Gallagher replies after Ross alleges harassment was so bad ‘he feels unsafe in his own home’

Camera spy

Gallagher has admitted carrying out ‘covert surveillance’ on former international boss David Ross but denies breaking data protection rules.

Ross accuses Gallagher of harassment and wants between £15,000 and £50,000 in compensation. He claims the spying was so bad he ‘feels unsafe in his own home’ and that he had to fork out £5,194 on domestic security cameras.

He also alleges in a counter-claim that Gallagher failed to comply with the Data Protection Act. Meanwhile, a US surveillance firm watched his every move.

But in court papers released today, Gallagher responded fully to Ross’s allegations of harassment.

One of Ross’s key accusations is that the surveillance records were compiled in breach of his ‘reasonable expectation of privacy’.

The US broking group said he had agreed to something called the Ross Service Agreement, which meant the company had the right to carry out surveillance in this particular situation.
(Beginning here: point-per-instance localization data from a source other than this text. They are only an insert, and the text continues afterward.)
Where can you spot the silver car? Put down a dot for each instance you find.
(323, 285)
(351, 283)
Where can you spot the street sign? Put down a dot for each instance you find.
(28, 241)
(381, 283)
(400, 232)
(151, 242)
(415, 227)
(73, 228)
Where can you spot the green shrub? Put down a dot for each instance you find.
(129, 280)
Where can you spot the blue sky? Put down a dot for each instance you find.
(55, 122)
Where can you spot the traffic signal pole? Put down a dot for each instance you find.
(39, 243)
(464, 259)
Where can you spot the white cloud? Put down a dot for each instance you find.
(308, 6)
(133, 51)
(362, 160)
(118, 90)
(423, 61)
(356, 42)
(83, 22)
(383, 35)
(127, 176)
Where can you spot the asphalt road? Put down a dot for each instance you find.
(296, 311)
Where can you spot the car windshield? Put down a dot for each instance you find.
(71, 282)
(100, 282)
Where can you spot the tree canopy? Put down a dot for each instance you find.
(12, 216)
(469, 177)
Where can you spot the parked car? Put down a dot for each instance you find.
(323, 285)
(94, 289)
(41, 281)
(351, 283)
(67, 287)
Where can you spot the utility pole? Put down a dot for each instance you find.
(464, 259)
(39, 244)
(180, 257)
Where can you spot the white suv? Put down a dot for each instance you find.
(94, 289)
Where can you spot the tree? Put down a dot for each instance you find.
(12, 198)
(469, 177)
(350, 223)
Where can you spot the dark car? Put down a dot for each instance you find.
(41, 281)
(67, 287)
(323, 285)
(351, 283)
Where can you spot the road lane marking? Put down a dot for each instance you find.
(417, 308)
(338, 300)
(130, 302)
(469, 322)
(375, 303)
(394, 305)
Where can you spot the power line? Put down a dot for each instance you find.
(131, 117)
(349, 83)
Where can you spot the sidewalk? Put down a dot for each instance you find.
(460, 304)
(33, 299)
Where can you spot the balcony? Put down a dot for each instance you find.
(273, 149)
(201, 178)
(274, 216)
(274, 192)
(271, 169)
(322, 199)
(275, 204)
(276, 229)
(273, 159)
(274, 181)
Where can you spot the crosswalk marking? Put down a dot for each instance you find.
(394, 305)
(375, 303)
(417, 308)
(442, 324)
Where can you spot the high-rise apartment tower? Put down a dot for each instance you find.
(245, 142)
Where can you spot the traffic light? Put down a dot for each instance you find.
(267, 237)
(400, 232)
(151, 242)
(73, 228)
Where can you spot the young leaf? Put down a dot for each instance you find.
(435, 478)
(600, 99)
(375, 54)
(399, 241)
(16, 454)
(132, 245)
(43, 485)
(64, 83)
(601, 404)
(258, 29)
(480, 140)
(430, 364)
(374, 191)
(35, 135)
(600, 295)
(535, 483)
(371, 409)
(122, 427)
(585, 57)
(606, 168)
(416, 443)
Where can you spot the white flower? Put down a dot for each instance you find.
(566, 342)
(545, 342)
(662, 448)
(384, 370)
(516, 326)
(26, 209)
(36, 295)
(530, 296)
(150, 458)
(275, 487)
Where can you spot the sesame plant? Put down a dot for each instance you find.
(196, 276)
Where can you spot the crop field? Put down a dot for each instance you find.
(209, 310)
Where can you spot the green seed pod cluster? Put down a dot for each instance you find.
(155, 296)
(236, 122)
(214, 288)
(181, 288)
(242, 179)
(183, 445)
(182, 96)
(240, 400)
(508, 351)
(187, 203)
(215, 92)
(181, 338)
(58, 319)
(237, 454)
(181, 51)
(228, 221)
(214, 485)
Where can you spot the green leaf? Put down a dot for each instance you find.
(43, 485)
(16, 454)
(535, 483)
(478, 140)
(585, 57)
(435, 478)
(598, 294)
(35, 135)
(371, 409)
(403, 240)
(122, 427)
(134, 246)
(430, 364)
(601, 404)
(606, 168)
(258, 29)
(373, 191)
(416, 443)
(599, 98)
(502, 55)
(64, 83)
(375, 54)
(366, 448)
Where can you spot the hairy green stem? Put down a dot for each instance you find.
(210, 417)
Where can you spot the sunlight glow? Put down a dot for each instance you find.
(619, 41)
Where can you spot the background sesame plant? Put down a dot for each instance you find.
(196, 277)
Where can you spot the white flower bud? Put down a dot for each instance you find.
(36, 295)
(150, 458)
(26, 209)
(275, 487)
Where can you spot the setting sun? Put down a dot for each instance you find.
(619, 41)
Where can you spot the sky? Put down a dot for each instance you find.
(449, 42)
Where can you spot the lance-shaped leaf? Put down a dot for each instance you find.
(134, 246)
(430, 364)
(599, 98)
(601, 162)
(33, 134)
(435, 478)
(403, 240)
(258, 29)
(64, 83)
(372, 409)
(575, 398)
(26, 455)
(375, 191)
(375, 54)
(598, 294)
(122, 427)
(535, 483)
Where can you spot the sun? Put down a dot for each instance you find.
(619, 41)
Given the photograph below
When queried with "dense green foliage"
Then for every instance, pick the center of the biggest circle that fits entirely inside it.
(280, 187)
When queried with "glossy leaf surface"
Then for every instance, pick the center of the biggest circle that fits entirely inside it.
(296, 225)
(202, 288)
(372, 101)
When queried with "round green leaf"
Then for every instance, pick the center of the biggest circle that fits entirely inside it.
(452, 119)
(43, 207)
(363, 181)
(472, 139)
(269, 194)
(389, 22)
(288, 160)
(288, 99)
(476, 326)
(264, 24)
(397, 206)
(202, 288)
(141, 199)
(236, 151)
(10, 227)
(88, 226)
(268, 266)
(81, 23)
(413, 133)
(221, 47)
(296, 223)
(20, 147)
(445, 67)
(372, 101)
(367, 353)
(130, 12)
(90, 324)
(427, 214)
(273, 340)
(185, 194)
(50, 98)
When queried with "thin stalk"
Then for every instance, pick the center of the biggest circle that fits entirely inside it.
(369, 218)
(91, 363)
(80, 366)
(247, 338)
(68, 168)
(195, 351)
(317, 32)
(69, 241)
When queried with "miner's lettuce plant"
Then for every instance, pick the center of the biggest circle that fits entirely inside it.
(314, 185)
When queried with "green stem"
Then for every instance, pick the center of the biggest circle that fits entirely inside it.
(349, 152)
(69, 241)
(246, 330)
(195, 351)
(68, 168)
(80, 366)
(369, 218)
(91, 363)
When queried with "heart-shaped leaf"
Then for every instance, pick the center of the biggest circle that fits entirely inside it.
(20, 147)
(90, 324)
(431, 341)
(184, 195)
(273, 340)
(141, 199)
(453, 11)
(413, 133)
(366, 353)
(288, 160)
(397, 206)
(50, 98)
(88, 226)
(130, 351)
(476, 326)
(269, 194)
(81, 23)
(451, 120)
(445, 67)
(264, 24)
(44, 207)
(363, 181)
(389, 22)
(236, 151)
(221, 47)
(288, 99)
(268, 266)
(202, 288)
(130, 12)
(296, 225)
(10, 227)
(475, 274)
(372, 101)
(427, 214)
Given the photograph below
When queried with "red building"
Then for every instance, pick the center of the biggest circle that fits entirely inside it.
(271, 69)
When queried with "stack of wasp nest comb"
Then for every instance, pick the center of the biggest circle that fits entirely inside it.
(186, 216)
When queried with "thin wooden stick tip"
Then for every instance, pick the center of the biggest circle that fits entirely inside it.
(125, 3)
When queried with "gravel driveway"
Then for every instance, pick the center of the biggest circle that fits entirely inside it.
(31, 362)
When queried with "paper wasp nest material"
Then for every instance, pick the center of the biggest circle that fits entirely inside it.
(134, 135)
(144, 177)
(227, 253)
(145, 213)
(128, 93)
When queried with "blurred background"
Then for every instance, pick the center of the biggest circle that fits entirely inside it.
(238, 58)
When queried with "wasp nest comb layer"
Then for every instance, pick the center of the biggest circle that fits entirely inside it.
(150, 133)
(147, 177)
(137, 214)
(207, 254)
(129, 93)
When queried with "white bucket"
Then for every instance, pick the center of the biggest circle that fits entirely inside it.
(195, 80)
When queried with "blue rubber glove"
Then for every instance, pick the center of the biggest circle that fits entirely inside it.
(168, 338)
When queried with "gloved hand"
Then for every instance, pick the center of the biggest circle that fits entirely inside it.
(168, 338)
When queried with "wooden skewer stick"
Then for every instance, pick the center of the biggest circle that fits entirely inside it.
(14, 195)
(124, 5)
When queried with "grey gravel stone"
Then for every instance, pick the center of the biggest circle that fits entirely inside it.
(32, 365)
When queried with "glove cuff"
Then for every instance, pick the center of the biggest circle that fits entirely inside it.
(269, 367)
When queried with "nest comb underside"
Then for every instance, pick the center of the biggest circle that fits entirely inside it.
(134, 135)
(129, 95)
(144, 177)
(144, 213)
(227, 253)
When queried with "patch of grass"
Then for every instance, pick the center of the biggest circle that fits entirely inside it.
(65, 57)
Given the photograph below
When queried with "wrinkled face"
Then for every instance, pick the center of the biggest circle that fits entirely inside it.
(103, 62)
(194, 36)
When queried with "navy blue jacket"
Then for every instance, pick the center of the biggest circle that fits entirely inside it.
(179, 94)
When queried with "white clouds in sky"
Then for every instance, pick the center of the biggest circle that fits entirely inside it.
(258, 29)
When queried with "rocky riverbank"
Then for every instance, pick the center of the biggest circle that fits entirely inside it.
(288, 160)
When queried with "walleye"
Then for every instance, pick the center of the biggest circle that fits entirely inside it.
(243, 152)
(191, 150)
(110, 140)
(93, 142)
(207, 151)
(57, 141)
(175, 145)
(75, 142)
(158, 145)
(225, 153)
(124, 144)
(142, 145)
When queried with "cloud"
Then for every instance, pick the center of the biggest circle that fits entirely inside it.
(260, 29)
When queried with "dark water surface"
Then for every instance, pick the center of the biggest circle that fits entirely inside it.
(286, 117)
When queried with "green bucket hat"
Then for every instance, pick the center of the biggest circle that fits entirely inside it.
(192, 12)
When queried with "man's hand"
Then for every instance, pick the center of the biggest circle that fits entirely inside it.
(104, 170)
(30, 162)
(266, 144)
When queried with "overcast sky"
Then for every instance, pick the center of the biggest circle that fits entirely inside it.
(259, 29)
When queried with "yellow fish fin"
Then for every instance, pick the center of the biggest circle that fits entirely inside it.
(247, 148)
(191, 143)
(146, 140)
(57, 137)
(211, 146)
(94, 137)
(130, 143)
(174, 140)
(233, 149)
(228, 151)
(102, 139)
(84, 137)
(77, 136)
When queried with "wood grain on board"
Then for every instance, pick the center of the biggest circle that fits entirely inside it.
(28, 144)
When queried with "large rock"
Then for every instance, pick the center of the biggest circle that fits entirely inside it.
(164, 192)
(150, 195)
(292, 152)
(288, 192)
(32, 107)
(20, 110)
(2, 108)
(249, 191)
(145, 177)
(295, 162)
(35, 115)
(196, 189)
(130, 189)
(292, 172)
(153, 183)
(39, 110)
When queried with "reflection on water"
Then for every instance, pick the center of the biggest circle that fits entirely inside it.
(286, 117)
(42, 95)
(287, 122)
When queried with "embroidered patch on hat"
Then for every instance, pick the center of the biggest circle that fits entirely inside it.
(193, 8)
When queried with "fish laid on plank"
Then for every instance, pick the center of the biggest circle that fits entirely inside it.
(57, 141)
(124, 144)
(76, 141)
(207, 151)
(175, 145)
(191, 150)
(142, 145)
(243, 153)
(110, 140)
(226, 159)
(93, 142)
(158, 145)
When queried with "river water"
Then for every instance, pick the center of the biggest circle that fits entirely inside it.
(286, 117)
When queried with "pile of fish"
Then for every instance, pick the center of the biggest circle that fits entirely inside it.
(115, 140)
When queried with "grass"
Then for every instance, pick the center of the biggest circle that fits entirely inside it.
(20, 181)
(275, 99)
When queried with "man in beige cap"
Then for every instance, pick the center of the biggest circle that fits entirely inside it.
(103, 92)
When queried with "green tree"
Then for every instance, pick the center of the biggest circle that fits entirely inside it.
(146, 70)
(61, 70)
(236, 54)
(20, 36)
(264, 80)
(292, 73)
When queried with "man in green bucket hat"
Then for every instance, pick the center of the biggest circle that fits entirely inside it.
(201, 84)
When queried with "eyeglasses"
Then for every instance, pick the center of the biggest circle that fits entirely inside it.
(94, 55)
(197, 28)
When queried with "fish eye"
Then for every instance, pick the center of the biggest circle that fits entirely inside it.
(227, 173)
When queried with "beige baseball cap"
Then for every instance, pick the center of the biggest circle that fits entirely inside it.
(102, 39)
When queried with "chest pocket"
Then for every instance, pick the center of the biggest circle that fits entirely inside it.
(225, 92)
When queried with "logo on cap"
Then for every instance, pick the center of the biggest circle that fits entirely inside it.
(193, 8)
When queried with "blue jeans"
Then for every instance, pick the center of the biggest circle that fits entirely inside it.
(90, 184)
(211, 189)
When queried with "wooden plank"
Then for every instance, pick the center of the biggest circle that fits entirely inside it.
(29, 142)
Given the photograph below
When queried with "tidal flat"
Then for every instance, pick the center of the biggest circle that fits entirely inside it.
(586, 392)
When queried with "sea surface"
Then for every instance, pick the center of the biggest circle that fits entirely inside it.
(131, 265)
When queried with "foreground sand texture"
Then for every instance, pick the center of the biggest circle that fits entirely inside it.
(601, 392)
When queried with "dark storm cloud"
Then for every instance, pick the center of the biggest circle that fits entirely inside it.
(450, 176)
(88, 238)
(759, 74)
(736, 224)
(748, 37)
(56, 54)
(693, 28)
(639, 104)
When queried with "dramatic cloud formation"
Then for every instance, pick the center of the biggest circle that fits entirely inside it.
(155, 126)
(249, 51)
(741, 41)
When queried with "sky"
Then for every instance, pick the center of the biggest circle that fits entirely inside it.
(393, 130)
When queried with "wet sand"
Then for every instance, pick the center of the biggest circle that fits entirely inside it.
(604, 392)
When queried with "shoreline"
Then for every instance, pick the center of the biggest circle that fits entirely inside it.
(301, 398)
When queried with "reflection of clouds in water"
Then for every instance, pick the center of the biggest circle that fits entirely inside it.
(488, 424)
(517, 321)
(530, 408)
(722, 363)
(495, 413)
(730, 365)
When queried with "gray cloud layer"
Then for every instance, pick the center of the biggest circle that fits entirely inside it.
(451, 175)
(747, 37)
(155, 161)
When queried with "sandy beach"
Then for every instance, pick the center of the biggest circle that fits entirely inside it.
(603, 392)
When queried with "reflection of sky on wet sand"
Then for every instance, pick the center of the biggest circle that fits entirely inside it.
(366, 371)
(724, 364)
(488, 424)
Furthermore, Gallagher was allowed to monitor his emails as part of its IT policy, something Ross had signed up to.

Gallagher batted away all his allegations of Data Protection Act breaches, and that it acted responsibly and within its rights at all times.

Gallagher said Ross himself was known to carry out surveillance when he was at the helm of the international business.

Gallagher said: “Mr Ross was aware of the likelihood of surveillance being used in these circumstances. Without prejudice to the generality of the foregoing, on at least one occasion, Mr Ross himself authorised surveillance of employees for the purposes of ascertaining whether or not they were complying with their obligations to Gallagher and/or whether their conduct posed a threat to Gallagher’s legitimate business interests.”

Former international finance chief Mark Mugge also accuses Gallagher of harassment, but the response to his counter-claim is yet to be released. Gallagher is suing Ross, Mugge and financial consultant Chris Keey for organising team lifts and scuppering its acquisitions plans.

Ross, Mugge and Keey deny all the allegations. A trial is expected between July 10 and July 17.